人類は地球外に生存環境を求め、発見し、惑星間航行が可能な理論、技術力を獲得――火星、木星、土星、果ては太陽系外の銀河までも「平日」感覚での旅行を「適切」な料金で楽しむ。「母星」に昇格した地球では、環境問題など皆無となり、笑い話と化す――――我々を苦しませ、悲しみを呼び込む幾多の病気、難病さえ市販薬で予防、完治する。
無論、貧富の格差や人種による謂われのない差別もない――――エネルギー問題などは、進化した科学技術によってあっさり解決。故に、それらの理由においての戦争など、滑稽と化し「死語」となった。
ようやく、車は空に舞い、自動運転によって事故はほぼゼロで推移する。
望めば、体の一部又は全身を擬体化及び電脳化する事も可能――――不老不死という概念も、真実味を増した世界。

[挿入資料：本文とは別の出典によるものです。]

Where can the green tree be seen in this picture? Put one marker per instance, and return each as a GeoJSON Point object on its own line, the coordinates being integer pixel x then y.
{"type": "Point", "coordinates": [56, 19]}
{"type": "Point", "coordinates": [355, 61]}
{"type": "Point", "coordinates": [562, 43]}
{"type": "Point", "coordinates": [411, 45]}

公平かつ均等にカネは人々に分配され、焦燥感と恐れがなくなり、心と魂に「余裕」が生まれ、優しさと正しい志によって人生は潤ってゆく――。
これが――――誰もが想像し、夢見る未来の風景ではないのか――お気楽と言われ、笑われようが、そう想い、生きてゆく事が理想の未来へ繋がる筈なのだ――。